In response, Guatemala's President Jimmy Morales blamed the country's top court and political opponents for undermining his close ties to the United States.
Morales was due to sign a deal with Trump last week that would have made the country act as an asylum buffer zone to reduce immigration to the US.
Instead he cancelled the planned summit with Trump at the White House after the country's Constitutional Court ruled he could not ink such an agreement without prior approval from congress, which is on a summer recess.
"The Constitutional Court, without any understanding and without the right to interfere in foreign relations, wrongly took a stance against the national interest," Morales said in a statement posted on Facebook.
Trump has made restricting immigration a cornerstone of his presidency and re-election campaign. He has pushed Guatemala, Mexico and other countries in the region to act as buffer zones and take in asylum seekers who would otherwise go to the US.
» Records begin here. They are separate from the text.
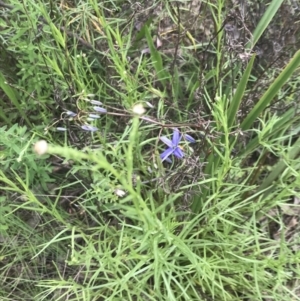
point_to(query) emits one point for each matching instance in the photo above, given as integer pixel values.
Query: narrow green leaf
(238, 96)
(12, 95)
(264, 22)
(267, 98)
(156, 59)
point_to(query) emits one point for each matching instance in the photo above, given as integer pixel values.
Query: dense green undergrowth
(97, 212)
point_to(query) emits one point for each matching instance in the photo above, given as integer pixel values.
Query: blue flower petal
(94, 116)
(166, 141)
(178, 153)
(89, 128)
(189, 138)
(96, 102)
(167, 153)
(176, 137)
(70, 113)
(100, 110)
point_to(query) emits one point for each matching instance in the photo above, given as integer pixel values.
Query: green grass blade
(271, 92)
(12, 95)
(238, 96)
(264, 22)
(156, 59)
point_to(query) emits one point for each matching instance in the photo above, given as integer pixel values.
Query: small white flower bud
(41, 147)
(138, 109)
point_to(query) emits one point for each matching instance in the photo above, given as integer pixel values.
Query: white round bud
(41, 147)
(138, 109)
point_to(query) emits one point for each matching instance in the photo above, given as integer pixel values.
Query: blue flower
(89, 128)
(173, 146)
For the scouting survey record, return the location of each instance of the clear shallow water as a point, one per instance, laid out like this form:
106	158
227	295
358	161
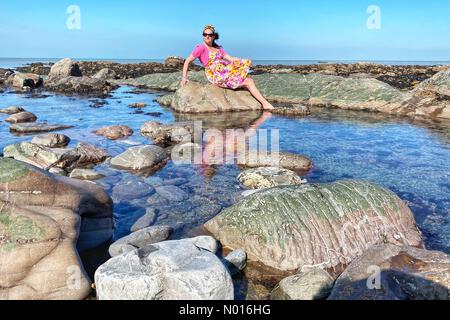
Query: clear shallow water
410	158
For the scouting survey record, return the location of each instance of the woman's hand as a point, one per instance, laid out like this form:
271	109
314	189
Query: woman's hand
184	81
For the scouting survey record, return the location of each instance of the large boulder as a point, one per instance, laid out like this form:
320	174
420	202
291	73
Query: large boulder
170	270
389	272
44	157
42	218
64	68
51	140
291	227
140	158
21	117
38	255
35	127
20	80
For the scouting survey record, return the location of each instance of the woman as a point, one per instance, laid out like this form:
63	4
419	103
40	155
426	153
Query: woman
221	69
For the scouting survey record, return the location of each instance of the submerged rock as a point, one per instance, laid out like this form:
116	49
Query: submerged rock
329	225
115	132
140	239
21	117
145	221
286	160
268	177
12	110
388	272
51	140
42	218
315	284
170	270
27	128
140	158
166	134
85	174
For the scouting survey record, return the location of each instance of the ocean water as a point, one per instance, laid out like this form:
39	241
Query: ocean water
11	63
412	158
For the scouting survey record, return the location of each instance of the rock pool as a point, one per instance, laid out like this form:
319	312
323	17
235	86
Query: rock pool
412	158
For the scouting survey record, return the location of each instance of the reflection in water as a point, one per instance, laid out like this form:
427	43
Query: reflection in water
410	157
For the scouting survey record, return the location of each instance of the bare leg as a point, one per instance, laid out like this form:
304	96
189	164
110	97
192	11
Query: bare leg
250	85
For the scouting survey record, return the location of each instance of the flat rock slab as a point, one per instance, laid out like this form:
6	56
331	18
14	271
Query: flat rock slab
170	270
115	132
140	239
29	128
12	110
388	272
268	177
291	227
51	140
21	117
140	158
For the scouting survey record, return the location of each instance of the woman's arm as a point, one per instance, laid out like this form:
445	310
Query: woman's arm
188	61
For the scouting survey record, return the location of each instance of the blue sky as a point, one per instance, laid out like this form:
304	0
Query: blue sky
257	29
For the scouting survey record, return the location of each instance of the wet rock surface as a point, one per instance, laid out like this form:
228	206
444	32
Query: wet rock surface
295	226
388	272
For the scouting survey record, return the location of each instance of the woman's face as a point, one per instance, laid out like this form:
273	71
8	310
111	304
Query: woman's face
209	36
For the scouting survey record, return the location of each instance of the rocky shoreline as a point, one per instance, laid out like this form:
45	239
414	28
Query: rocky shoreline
323	241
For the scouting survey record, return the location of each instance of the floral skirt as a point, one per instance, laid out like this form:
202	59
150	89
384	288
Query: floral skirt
228	74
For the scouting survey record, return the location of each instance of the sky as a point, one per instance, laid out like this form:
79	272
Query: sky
409	30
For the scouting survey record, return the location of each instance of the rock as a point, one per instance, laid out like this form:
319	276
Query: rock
105	74
28	128
171	193
388	272
166	134
137	105
21	117
291	227
12	110
268	177
131	190
140	158
284	160
170	270
44	157
115	132
85	174
80	85
237	258
64	68
315	284
199	98
34	154
140	239
174	62
145	221
20	80
51	140
206	242
42	213
292	110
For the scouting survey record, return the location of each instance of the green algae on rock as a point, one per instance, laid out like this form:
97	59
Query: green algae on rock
327	225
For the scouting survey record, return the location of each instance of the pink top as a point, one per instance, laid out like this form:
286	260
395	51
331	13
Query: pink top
201	52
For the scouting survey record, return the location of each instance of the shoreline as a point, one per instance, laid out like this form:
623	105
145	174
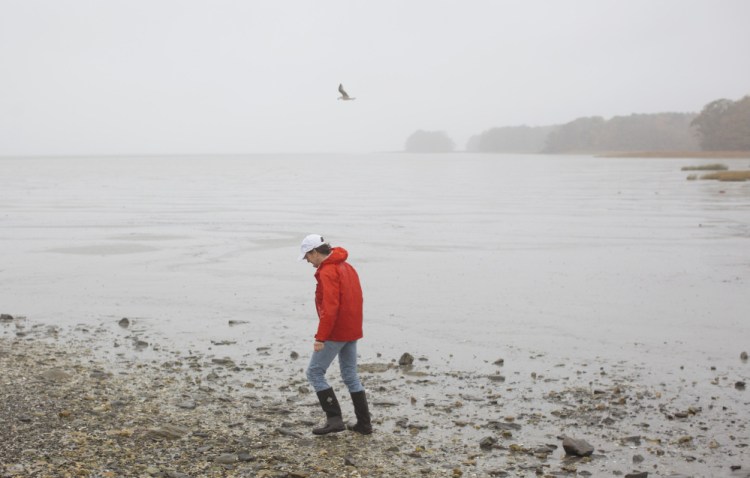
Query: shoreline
160	412
678	154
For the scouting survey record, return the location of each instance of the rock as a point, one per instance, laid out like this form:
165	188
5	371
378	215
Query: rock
374	367
245	456
140	344
634	440
176	474
487	443
227	459
406	359
226	362
223	342
187	405
577	447
498	425
170	432
55	375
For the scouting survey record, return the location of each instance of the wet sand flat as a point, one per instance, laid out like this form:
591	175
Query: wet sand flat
613	289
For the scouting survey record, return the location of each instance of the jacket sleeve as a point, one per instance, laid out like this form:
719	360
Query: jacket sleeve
328	311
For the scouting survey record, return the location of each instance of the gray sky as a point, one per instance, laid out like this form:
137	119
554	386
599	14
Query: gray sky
240	76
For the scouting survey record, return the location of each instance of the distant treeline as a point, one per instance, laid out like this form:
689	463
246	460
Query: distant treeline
722	125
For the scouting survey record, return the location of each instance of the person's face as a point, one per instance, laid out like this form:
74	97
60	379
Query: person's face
315	258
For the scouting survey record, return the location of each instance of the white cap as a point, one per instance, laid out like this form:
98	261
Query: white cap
309	243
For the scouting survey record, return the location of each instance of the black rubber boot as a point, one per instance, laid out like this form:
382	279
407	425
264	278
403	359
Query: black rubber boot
329	404
362	411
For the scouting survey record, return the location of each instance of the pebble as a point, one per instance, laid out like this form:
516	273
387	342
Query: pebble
577	447
187	405
227	459
487	443
406	359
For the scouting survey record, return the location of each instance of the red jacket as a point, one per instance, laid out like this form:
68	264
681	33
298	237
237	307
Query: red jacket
338	298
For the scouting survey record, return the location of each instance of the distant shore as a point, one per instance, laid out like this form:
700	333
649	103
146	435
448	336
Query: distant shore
678	154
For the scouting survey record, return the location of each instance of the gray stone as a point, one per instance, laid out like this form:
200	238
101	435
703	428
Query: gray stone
487	442
55	375
577	447
406	359
170	432
227	459
187	404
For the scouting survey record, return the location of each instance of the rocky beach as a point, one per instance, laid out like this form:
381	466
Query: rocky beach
105	402
524	316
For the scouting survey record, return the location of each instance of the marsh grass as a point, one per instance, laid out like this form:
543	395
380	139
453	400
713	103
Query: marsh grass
706	167
728	176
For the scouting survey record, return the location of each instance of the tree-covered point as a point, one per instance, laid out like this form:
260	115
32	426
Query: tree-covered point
724	125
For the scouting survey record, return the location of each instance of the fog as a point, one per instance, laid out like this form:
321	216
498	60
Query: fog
226	77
Meanwhile a scant 35 people were taken into custody during a long-threatened US enforcement action that targeted more than 2100 immigrants who had been ordered deported, the head of US Immigration and Customs Enforcement said on Tuesday.
Trump described the action over the July 13 weekend, dubbed "Operation Border Resolve", as "very successful" even though much of the activity was not visible to the public.
The operation was originally scheduled for June for a dozen major US cities and was highly publicised, which likely contributed to the low rate of arrests, acting director of ICE Matthew Albence said on a call with reporters.
He described the operation as targeted against specific individuals who were in violation of the law, not raids.
"I guarantee you if we were doing raids, and we had officers running all over the place picking up targets indiscriminately, you would have videos all over YouTube," he said.
As word spread about the possible ICE operation, immigration rights groups circulated "know your rights" materials in immigrant communities and local activists advised people not to answer the door to agents without a warrant.
Albence said some operations were called off because their officers were "under surveillance".